Schools, jobs, friends, even fellow Christians.
And, it sucks.
I often wonder…What if…?
What if this person hadn’t rejected me?
What if I had gotten this job?
What if I had gotten into that school?
What if I had a place in that church?
But, I realized that there is a beauty in rejection.
You see, I’m switching jobs. I got a new, wonderful opportunity to try something new, to add to my resume and further my career.
But, at my former job, there was a guy…not one I worked with, but one who came into the gym as a member.
And, I talked to him a few times. Cute, nice, and someone I felt like I wanted to get to know…So, with my last day there and no way to talk to him again, I left my phone number with a trusted friend to pass along…I figure I’ll give it to the end of the week to decide if I’ve been rejected…
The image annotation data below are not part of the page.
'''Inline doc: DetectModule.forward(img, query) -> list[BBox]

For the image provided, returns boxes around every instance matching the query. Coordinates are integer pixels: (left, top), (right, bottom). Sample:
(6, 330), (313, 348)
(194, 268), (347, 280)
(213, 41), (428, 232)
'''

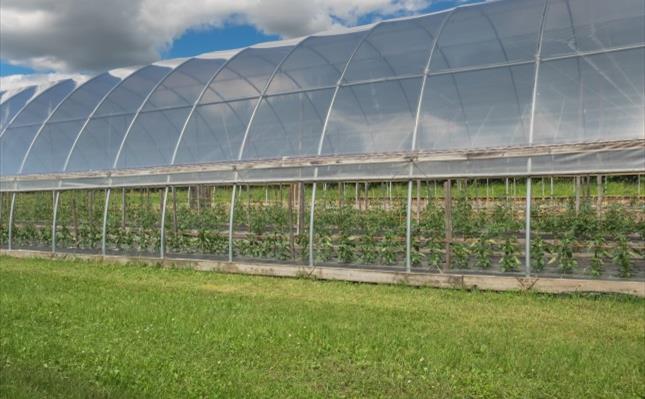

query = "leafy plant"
(531, 235), (549, 273)
(499, 237), (520, 272)
(338, 234), (355, 264)
(591, 234), (609, 277)
(426, 236), (444, 270)
(613, 234), (638, 278)
(450, 242), (470, 269)
(554, 231), (578, 274)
That’s where the realization came in: no matter what, my world is in tact!
Though I do often wonder, what if…? I find that my life now is much more beautiful than anything that may have happened if the “desired outcome” had occurred.
Had either of the two guys I was most interested in High School returned that interest, however briefly, my heartache over not being wanted would have probably been heartbreak over loss of a relationship, as neither would have been a good long-term match. And, I am thankful for the friendships I had/have with them.
Had I gotten into Pepperdine instead of VU, I would have missed out on some of the most amazing people I have had the pleasure of meeting. I would have probably drowned during the worst year of my life without my friends and teachers. I am convinced I would not have such a clear picture of God’s love and grace without that time in my life at VU.
Had I gotten certain jobs earlier, I would have missed out on other amazing people, missed out on some amazing travels, and probably wouldn’t have been able to decide on what educational course to go on.
And, that’s the beauty of rejection:
Not only is the world still standing around me, it’s more beautiful that what I had planned.
If we don’t get all caught up in the sting of the rejection, we are left open & bare for something else, something potentially greater. We get to see that we are more resilient than we ever knew. We get to see that we still manage to live and grow. And, we learn to build a life we want, no matter what the world throws our way.
I don’t know what will become of this new job, where it will lead. I don’t know if Mr. Wonderful will use my number (if my friend remembers to pass it on). I don’t know what other rejections the future has in store for me.
But what I do know is,
I am so thankful for those rejections, because the beauty is, they open the way for me to think of something else I often wonder…
What’s God going to bring my way next…?
“We also glory in our sufferings, because we know that suffering produces perseverance; perseverance, character; and character, hope.”